Après plusieurs semaines d’examen, l’Autorité des marchés financiers (AMF) a validé, ce mardi 25 mai, le transfert des actions Monceau Fleurs sur le compartiment Offre Publique d’Alternext. Le groupe annonce concomitamment l’émission d’un emprunt obligataire, d’un montant maximum de 12 millions d’euros, ouvert aux investisseurs institutionnels et aux particuliers, du 26 mai au 25 juin 2010.
Ces opérations interviennent deux ans et demi après l’introduction en Bourse du groupe Monceau Fleurs et une première levée de fonds de 30 millions d’euros. « Nous poursuivions alors des objectifs de développement qui ont été réalisés à ce jour, dont le rachat de Rapid’Flore. Cet emprunt obligataire soutiendra, lui, nos projets pour les 5 prochaines années », indique Eric Villedieu, Directeur financier du groupe.
A ce jour présent dans 9 pays, à travers 456 magasins, sous ses trois enseignes Monceau Fleurs, Happy et Rapid’Flore, le groupe vise 500 ouvertures, principalement en franchise, en France et à l’étranger, d’ici à 2015. « Or, si nous souhaitons nous développer avec succès à un tel rythme, nous devrons parallèlement faire évoluer notre structure, notamment dans les domaines de la logistique, de l’informatique ou du marketing. C’est à cela que servira cette nouvelle source de financement », souligne Eric Villedieu.
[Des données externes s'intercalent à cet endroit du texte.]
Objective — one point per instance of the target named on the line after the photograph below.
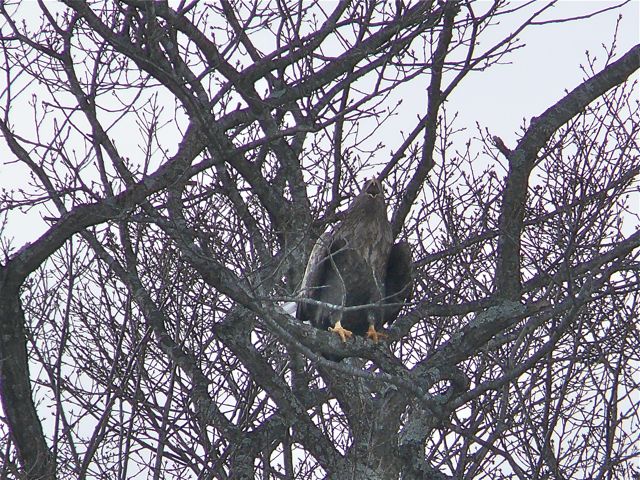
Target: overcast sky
(499, 98)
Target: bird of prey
(357, 264)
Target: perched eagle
(357, 264)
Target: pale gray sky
(534, 78)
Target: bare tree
(184, 161)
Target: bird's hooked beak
(373, 188)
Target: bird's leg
(341, 331)
(372, 333)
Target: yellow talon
(340, 330)
(375, 335)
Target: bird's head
(370, 200)
(373, 188)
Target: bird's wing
(314, 275)
(398, 281)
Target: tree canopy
(177, 161)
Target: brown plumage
(357, 264)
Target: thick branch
(523, 158)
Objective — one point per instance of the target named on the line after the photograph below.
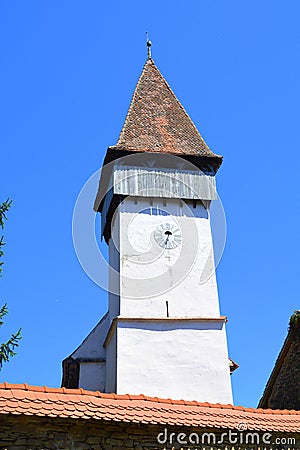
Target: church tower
(163, 334)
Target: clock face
(168, 235)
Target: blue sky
(68, 70)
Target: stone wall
(36, 433)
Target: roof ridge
(84, 392)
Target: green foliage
(8, 347)
(295, 320)
(4, 207)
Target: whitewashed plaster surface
(174, 360)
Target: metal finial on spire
(149, 43)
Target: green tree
(8, 347)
A cela et peut-être aussi à concrétiser une ou plusieurs opérations de croissance externe. « Si une opportunité se présente, et que nous sommes en position de la saisir, de fait pourquoi pas ? », confirme le Directeur financier. Tout en précisant que cette éventualité restait pour le groupe « secondaire » et tributaire du niveau de succès atteint par l’emprunt (de 0 à 12 millions d’euros).
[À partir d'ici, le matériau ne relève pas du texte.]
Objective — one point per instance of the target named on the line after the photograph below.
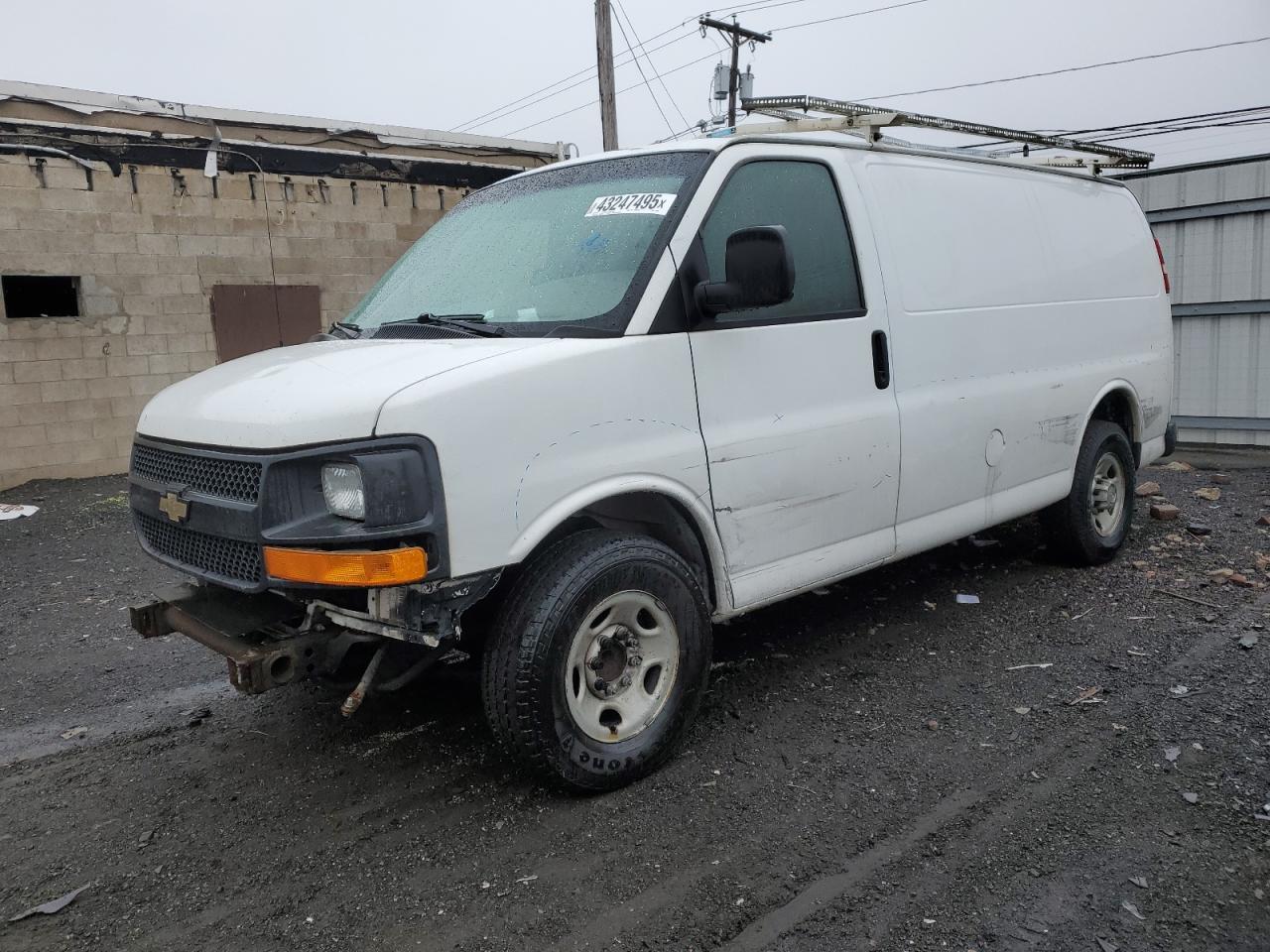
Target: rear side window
(802, 197)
Enfin, en changeant de groupe de cotation sur Alternext, le groupe Monceau Fleurs espère renforcer sa notoriété. Désormais en effet, ses actions sont accessibles non plus aux seuls investisseurs qualifiés, mais aussi au grand public. « Une saine diversification de nos sources de financement, sans dilution du capital, en même temps qu’une belle occasion de nous faire connaître, ou mieux connaître, précisément en tant que marque grand public », conclut Eric Villedieu.